Anirban Ghoshal
Senior Writer

Google delivers Gemini LLM support to BigQuery data warehouse

news
Feb 29, 20242 mins
AnalyticsCloud ComputingData Warehousing

BigQuery’s update will make it easier to prepare data for AI with speech-to-text and document processing.

gemini graphic 2
Credit: Google

Google is integrating its Gemini 1.0 Pro large language model with its AI and machine learning platform, Vertex AI, to help enterprises unlock new capabilities of large language models (LLMs), including analysis of text, image and video.

The Gemini API, which has been made generally available, can also be used in Google’s data warehouse, BigQuery, to develop generative AI-based analytical applications.

“The Gemini 1.0 Pro model is designed for higher input-output scale and better result quality across a wide range of tasks like text summarization and sentiment analysis. You can now access it using simple SQL statements or BigQuery’s embedded DataFrame API from right inside the BigQuery console,” Gerrit Kazmaier, general manager of data analytics at Google Cloud, said in a statement.

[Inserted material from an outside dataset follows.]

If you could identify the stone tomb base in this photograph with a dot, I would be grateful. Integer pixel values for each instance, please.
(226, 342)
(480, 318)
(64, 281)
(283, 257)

The company is also expected to integrate the vision version of the Gemini Pro model in the coming months.

In addition, Google is extending Vertex AI’s document processing and speech-to-text APIs to BigQuery to help enterprises analyze unstructured data, such as documents and audio.

Earlier this month, the company announced the preview of BigQuery vector search, which when integrated with Vertex AI can enable vector similarity search on data inside BigQuery along with other features such as retrieval augmented generation (RAG), text clustering and summarization.

Hyoun Park, principal analyst at Amalgam Insights, sees RAG support as table stakes for data warehouse vendors these days.

“Retrieval augmented generation is a capability every data warehouse will need to support, as it refers to accessing data from a third party source when someone asks a question,” Park said. “For instance, if someone asks an HR question, the RAG would also ask the employee’s HR system for relevant and current data to contextualize the question. The relevant capability here is in accessing a real-time update of a specific table or data source when someone asks a question to an LLM.”

Other companies are moving in a similar direction. Steven Dickens, vice president and practice lead at The Futurum Group, said that warehouse stalwarts such as Teradata and Cloudera are also adding vector capabilities alongside players such as Oracle and Elastic.